Although in most cases, the leakage of the valve can be temporarily solved by the above method for normal temperature working conditions, under low or even ultra-low temperature working conditions, all parts will be affected by thermal expansion and contraction and will be deformed to varying degrees, particularly at the key positions of the sealing ring and the valve body sealing surface. The structure of the oblique cone surface will be affected by factors such as irregular shape or uneven wall thickness, leading to different shrinkage directions and amounts. Therefore, it is difficult to meet the sealing grade requirements of BS6364 using the common compensation methods mentioned above, and even more challenging to meet the performance requirements of MESC SPE 77-200 Shell for ultra-low temperature valves under low temperatures.
 

As shown in Figure 2, the structure of a metal-seated butterfly valve with a movable, replaceable valve seat is mainly composed of a valve body, a sealing ring (generally made of stainless steel and processed or bonded in multiple layers), a sealing pressure plate, a valve stem, a tapered pin (some companies use cylindrical pins), a butterfly plate, a movable valve seat, and fasteners.
 
 
Figure 2  Structure of a metal seated butterfly valve with a movable replaceable valve seat
 

Technical Point Analysis: Given the difficulty in maintaining valves with BW (welded end), a sealing structure with a replaceable valve seat has been developed based on conventional eccentric metal-seated butterfly valves. The butterfly plate, sealing pressure plate, and sealing ring of this metal-seated butterfly valve with a replaceable valve seat are not significantly different from those of conventional structures.

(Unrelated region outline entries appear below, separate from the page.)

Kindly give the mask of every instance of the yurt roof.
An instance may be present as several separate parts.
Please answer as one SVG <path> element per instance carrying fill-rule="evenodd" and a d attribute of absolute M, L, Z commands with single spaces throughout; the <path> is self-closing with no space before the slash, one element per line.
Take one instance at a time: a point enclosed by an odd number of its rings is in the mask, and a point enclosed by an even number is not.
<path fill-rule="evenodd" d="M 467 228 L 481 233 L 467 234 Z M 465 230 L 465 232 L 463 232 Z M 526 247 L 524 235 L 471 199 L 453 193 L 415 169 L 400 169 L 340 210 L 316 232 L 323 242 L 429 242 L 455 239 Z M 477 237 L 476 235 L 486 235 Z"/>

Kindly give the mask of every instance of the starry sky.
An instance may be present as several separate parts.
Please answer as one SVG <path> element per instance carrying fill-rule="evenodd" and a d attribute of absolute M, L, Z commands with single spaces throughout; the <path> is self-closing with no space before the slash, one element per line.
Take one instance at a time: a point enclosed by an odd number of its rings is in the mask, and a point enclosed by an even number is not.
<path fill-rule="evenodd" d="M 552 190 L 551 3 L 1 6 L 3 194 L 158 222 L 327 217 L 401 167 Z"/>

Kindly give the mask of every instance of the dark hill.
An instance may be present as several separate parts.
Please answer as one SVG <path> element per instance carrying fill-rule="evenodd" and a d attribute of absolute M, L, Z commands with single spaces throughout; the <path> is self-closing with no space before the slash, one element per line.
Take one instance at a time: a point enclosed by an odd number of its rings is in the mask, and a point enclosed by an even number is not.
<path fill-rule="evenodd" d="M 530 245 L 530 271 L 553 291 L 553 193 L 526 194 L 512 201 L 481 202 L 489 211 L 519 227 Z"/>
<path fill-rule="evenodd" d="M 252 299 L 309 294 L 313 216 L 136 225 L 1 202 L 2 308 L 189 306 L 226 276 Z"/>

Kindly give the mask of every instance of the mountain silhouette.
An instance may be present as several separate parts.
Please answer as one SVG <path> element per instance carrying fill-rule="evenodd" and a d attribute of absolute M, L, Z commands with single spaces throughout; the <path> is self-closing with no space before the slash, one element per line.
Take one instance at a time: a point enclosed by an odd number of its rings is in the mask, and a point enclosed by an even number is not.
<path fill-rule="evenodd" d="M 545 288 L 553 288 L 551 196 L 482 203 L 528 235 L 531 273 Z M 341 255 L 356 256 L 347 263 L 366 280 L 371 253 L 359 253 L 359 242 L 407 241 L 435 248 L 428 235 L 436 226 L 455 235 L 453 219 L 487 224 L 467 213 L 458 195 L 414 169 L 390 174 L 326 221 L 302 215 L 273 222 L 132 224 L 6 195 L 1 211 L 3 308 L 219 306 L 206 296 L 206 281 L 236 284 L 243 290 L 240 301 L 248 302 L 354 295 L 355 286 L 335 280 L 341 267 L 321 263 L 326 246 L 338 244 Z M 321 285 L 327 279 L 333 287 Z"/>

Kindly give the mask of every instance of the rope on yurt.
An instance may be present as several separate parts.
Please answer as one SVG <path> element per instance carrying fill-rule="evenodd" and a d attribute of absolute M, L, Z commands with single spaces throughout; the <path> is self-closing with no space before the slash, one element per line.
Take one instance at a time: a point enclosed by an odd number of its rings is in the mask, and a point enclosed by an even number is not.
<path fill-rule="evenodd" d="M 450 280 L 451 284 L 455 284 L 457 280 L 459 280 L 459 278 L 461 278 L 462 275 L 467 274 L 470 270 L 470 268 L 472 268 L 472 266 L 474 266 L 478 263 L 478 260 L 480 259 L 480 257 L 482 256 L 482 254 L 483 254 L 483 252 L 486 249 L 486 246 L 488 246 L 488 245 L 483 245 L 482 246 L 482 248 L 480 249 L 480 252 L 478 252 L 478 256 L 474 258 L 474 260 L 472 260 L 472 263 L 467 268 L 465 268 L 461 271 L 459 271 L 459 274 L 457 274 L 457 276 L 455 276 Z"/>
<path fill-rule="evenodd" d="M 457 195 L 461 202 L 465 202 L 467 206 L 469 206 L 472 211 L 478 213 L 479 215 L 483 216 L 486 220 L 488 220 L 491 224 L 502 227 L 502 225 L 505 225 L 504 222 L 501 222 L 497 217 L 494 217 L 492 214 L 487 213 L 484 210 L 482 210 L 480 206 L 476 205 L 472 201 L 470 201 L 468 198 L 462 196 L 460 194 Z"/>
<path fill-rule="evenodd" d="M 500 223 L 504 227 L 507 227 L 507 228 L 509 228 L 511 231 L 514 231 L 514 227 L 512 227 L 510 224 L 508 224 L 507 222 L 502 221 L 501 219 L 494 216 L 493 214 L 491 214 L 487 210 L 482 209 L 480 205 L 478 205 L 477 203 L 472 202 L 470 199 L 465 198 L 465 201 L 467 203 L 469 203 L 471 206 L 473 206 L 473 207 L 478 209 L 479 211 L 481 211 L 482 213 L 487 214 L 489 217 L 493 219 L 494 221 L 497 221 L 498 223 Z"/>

The metal valve seat and valve body are split structures, which is equivalent to separating the valve seat from the valve body in conventional designs. A metal gasket is typically used to create a seal between the split valve seat and the valve body. A multi-open ring is positioned behind the split valve seat. The screws and the multi-open ring are threaded and pass through threaded holes to the back of the movable valve seat. By fully tightening the screws, an effective seal is created between the movable valve seat and the valve body. This is typically a static seal, and no damage is expected to occur.
 
When the seal between the valve seat and the sealing ring leaks due to dynamic wear or other reasons, the reserved maintenance manhole can be opened, the screws can be removed, and the multi-open ring can be taken out to replace core components such as the movable valve seat or the sealing ring. Compared with the conventional body-type sealing form, this structure offers certain advantages in terms of maintenance time and cost, but the overall opening and closing method and sealing principle remain unchanged. During each closure, the sealing ring and the valve seat sealing surface must still undergo some wear and interference to achieve the sealing effect, which impacts the product’s service life, especially in medium cut-off positions with frequent switching. This issue is particularly pronounced.